An independent data safety and monitoring committee (DSMB) has been assigned to examine safety parameters and evaluate the progress of the study. The DSMB consists of an independent epidemiologist/statistician (chairman), a radiation oncologist and a surgeon. All involved physicians will be repeatedly urged to report any potential AE’s. The monitoring committee will review and debate this list of AEs. To discuss a specific AE, the monitoring committee may call for a comprehensive report. A copy of this report will be sent to the involved physicians and the main ethics board.

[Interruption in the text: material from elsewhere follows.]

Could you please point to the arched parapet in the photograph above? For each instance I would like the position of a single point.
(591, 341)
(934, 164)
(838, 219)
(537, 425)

Periodic monitoring visits will be planned by an independent monitoring committee The Clinical Research Bureau (CRB) of VUmc will monitor the safety of the trial and the storage of the data. Monitoring visits will be scheduled throughout the course of the study, and at frequencies thought suitable, at mutually convenient times, stated in the monitor plan.. These visits will are made to assess the progress of the study, to guarantee the subjects’ rights and wellbeing, to confirm that the reported clinical study data are accurate, complete and verifiable from source documents, and to determine whether the study’s conduct is in accordance with the protocol and any approved amendments, good clinical practice, and applicable national regulatory requirements.. During a monitoring visit the investigator and staff will review the crucial clinical study documentation. During these visits, the investigator and staff should be accessible to assist the evaluation of the clinical study records and to discuss, address, and document any discovered discrepancies.